Spot Bore is a Canned Cycle. That really means that it is a text based cycle that has several parameters which are fed to the machine controller so that all the holes chosen are cut in exactly the same manner, like a macro. In fact on most machines, Canned Cycles are an option and you should check your machine to see if it is equipped with this cycle before trying to use it. Typically, Canned Cycles are used to lessen the amount of NC Code necessary in a program when drilling a large amount of holes. There is a code savings because the Z moves up and down in each hole are not necessary to call out in the code. Another reason to use Canned Cycles is if you are writing code by hand, as there is less code to generate. Finally, if there is a chance that you are going to edit the code later by hand, a Canned Cycle leaves you with only one line to edit to change all the drilling parameters.
Spot Bore is typically a normal one-pass drilling operation performed to the bottom of the hole.
Canned Cycles use a series of commands on the first hole chosen and then perform those same commands on all other holes in the group. To use Canned Cycles, some explanation of them is necessary. This data is from the Fanuc control manual and will be specific to Fanuc controls or controls that can emulate the Fanuc code.
G81 Canned Cycle
Holes drilled with Canned Cycles
Canned Cycle parameters.
The following parameters effect the toolpath creation:
The type field for Canned Cycles indicated the Cycle Type or method of the canned cycle. In this case G81 is the desired Canned Cycle, so 81 is the answer in Type.
You can substitute any valid Canned Cycle type in this field to create code for another cycle type.
Mode refers to the Retract mode of the canned cycle.
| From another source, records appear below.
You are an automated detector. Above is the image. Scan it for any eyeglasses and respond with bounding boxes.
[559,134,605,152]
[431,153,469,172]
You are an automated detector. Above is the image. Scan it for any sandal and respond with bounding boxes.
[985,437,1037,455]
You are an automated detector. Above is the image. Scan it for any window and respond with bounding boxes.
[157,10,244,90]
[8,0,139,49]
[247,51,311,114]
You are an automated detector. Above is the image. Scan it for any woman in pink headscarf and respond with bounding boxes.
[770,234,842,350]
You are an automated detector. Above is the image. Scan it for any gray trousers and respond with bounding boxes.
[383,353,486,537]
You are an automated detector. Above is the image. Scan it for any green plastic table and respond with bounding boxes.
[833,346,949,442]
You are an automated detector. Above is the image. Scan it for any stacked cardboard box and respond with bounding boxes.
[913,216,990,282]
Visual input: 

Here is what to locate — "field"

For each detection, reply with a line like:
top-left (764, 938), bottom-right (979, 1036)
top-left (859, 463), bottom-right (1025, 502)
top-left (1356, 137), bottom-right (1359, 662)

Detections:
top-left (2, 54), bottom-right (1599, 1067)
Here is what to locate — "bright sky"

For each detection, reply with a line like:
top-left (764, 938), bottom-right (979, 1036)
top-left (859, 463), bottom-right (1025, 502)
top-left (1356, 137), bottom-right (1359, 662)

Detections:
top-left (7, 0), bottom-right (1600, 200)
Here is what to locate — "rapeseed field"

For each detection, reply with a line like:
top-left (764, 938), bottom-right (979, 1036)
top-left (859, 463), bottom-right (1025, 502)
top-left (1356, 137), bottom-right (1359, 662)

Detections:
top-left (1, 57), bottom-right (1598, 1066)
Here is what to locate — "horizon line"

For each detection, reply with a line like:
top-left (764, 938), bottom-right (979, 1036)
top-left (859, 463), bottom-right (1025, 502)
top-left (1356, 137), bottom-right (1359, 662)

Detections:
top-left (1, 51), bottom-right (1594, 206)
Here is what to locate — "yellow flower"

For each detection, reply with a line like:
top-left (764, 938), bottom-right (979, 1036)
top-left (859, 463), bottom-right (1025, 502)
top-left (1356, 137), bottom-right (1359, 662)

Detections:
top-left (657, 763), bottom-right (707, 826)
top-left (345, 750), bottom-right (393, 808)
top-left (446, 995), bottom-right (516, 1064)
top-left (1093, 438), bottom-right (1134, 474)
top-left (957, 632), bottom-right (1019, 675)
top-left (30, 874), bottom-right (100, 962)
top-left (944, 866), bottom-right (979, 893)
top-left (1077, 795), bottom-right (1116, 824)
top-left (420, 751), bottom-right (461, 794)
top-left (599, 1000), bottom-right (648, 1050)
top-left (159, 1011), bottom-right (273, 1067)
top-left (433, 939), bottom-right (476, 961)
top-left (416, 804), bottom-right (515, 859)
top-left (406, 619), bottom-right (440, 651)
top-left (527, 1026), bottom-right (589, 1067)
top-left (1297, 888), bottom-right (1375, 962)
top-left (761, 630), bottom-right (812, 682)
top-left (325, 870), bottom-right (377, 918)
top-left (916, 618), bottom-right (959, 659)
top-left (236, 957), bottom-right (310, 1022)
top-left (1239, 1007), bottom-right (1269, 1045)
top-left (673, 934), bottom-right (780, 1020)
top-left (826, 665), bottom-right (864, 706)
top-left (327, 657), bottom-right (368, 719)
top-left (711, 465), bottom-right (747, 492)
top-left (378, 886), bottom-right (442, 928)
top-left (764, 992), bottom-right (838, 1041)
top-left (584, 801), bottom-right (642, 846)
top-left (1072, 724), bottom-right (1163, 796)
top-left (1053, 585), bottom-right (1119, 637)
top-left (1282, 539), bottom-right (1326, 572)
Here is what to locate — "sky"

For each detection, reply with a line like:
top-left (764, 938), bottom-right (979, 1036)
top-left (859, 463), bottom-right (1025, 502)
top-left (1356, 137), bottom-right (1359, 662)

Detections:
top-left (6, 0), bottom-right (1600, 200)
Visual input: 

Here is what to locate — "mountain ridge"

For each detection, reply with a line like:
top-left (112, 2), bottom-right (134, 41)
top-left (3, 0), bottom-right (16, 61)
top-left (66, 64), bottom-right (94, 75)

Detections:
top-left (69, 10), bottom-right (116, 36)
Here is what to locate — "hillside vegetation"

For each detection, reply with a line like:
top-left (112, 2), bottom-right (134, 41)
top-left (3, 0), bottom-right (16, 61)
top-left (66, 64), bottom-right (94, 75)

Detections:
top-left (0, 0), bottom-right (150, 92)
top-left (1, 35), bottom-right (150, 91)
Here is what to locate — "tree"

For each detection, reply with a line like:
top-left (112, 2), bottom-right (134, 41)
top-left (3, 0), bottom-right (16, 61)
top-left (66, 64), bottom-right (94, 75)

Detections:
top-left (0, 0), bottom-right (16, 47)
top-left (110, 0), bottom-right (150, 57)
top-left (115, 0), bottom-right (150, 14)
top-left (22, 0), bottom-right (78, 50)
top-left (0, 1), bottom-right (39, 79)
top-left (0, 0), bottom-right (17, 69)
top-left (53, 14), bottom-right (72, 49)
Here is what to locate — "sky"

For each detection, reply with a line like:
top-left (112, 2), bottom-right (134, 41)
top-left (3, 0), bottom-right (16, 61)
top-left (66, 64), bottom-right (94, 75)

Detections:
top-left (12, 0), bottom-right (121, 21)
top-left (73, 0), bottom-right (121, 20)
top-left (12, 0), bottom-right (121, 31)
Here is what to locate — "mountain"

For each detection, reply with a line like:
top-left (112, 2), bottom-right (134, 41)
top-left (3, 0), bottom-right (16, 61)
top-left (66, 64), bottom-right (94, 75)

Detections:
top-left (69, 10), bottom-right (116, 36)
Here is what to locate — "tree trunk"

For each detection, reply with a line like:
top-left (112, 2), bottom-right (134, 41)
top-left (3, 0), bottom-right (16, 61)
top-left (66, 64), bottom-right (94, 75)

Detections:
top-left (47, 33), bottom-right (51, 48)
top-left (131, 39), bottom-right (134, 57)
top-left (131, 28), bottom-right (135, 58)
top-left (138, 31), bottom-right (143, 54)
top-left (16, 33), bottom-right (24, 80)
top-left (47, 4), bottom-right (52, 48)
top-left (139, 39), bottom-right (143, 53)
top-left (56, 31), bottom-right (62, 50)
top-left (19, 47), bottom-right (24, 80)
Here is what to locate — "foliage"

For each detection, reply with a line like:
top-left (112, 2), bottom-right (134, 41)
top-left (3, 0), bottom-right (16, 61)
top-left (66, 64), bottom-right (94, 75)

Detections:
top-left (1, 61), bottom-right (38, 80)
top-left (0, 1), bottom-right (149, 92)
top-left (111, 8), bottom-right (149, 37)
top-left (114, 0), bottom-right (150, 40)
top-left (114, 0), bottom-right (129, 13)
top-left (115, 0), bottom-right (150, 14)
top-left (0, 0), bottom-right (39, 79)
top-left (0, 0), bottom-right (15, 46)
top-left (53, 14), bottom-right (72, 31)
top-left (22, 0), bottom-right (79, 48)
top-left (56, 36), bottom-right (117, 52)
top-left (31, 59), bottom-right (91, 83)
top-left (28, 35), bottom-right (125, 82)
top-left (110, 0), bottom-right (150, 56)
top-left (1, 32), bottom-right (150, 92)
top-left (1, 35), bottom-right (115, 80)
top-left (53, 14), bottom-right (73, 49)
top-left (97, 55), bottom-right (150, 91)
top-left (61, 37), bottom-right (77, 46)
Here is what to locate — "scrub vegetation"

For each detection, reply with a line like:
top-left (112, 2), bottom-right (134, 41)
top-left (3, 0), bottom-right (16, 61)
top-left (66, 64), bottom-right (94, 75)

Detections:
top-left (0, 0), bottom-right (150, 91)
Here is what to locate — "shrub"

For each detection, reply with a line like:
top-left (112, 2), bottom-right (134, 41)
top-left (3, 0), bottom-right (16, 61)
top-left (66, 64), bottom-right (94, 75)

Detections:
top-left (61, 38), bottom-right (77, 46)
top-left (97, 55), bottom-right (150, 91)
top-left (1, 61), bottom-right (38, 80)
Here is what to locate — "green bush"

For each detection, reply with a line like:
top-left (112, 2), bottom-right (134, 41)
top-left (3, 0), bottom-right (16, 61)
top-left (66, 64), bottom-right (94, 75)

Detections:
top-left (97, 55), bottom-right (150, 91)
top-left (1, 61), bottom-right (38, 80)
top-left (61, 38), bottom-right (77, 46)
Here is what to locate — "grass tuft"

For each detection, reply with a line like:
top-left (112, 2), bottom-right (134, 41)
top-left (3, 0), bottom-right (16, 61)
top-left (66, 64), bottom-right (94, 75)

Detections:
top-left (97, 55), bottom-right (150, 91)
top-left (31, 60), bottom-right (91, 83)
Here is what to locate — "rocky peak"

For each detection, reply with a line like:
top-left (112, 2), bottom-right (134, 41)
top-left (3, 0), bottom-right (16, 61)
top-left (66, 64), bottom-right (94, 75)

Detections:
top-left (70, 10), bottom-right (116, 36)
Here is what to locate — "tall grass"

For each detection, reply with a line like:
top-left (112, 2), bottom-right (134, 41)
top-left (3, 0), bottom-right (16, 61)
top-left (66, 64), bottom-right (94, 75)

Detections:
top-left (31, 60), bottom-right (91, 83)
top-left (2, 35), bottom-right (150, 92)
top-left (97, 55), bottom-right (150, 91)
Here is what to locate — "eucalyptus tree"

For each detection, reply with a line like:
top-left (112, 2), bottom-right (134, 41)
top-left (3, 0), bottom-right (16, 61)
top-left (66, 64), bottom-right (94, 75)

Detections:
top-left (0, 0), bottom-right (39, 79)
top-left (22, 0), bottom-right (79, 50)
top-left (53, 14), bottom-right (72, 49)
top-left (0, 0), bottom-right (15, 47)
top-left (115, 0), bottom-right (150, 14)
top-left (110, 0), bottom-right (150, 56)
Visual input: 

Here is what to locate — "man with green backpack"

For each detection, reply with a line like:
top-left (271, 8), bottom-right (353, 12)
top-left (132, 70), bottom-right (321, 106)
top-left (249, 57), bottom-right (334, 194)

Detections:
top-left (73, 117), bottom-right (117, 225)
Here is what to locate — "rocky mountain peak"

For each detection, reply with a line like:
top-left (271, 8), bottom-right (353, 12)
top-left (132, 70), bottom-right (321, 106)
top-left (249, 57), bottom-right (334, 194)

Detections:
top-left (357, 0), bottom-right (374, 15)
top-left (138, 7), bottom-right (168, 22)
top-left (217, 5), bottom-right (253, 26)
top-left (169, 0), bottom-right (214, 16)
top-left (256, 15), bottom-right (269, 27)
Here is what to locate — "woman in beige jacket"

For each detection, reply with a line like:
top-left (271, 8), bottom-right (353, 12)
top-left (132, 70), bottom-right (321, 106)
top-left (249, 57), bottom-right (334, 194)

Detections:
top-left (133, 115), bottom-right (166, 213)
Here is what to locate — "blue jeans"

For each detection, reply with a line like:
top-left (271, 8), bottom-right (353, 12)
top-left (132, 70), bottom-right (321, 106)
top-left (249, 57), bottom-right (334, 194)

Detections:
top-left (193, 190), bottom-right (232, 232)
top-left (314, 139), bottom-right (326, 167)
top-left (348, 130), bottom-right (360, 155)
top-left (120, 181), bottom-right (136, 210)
In the pictures above, there is either G98 Mode, where the tool retracts to the Initial Point, or G99 Mode, where the tool retracts to the location specified by the R value (the next parameter).
This is the absolute point where you want the tool to retract to during pecks, between holes, and when the cycle is finished.
The safety plane is the location in the Z axis where the tool can retract to between cuts.
This should always be a value that places the cutter above the part to be cut as each tool change, or index move between cuts is going to start from this point.
Placing an asterisk ( * ) before the number specifies that this value is an absolute point above the part, where leaving this out determines the point to be incremental.
See the Safety Plane section for more information.
Depth Per Pass
This field allows multiple depths of Cut in a single tool path. By setting this number to a value less than the Total Depth of the Cut, you will have multiple passes in the material.
For example, if you have 1" thick material and need to take three passes to Cut through, you would set the Depth/Pass field at .4 (any number between .35 and .5 is valid) and the Total Depth at -1.0. The code generated will produce the first pass at -.4, the second at -.8 and the third pass at -1.0.
In most of the standard Router-CIM cycles the tool paths will ramp down between the Cuts.
Total Cut Depth
The Total Cut Depth is the depth you wish to Cut to, regardless of the number of passes made. It is usually put in as a negative number because Z0 is set at the top of the part. Router-CIM uses this number to calculate the Z axis moves for the Total Depth to Cut into the material. If the Depth/Pass field has a number smaller than this, Router-CIM calculates the number of passes necessary to reach this depth.
You may enable Router-CIM to calculate the depth automatically for you based on the thickness you give a part. To do this place "A" in the Total Cut Depth field, and if you have given you part thickness, Router-CIM will use that value for the Z depth. Remember to give your part negative thickness!
Also, when you give your parts negative thickness, you can use a forward slash (/) followed by a negative value (-.01 for example) in this field. Router-CIM will take the negative part thickness (-.75 for example), and the negative value following the slash and calculate the Total Cut Depth. In this case the part would be cut to -.76.
This field specifies the cutting maximum Feedrate in either inches per minute or millimeters per minute, depending on the mode you are programming in. See the chapter on Advanced Settings for information on how to program variable feed rates.
This field sets the spindle speed in rpm's (revolutions per minute). This is a modal field to many machine tools, so if you do not change this field for each Cut with the same spindle, you may only see the output for this setting once although you have made more than one Cut with the same spindle.
**Changing values in the cycle parameters may yield unexpected results with some settings or on some geometry. Examine the toolpath and NC Code carefully before running your machine tool if you change these default settings.